真っ赤になって俯いていると、翔ちゃんも無言になった。


恐る恐る顔を上げると、翔ちゃんは口を片手で覆って真っ赤になって下を向いていた。


「翔ちゃん…?」


チラと俺のほうに目を向ける。


その目は涙が出てて。


「えっ!?翔ちゃん!?」


「ごめ…智く…」


それ以上言葉が出せないようで、左手で俺に、ストップをかけている。


「どうしたの?そんなに嫌だった?ごめんね……」


しょんぼりしてしまう。


やっぱりそうだよな…


俺、男だもん。


「ごめんね翔ちゃん…変なこと言って」


「ち…」


「え?」


「違うよ、智くん」


涙声の上、口を手で覆ってるからこもったようになってる声。


「俺、嬉しいんだよ?」


「え…」


「ちょっと待って。
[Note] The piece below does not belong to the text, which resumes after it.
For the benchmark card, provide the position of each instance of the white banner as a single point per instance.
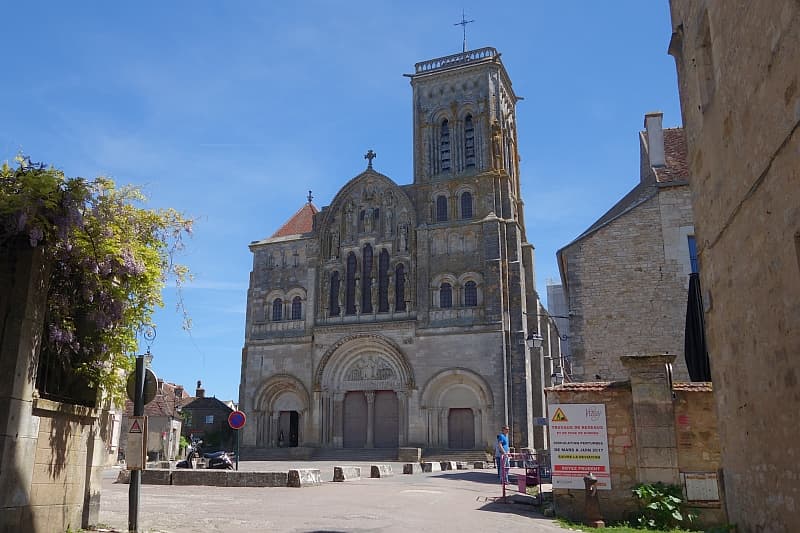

泣き止むから」


そういうと、ストップの手のまま下を向いてしまう。


そのままずっと翔ちゃんは泣き止まなくて。


俺は翔ちゃんの方へ歩み寄った。


気づいた翔ちゃんが目を上げた。


まだ目は涙があふれている。


俺は勇気を出して、ストップの手を取って、歩き出した。


券売機から離れ、上野公園の中を歩いていく。


なるべく人目がないところを選んで歩いた。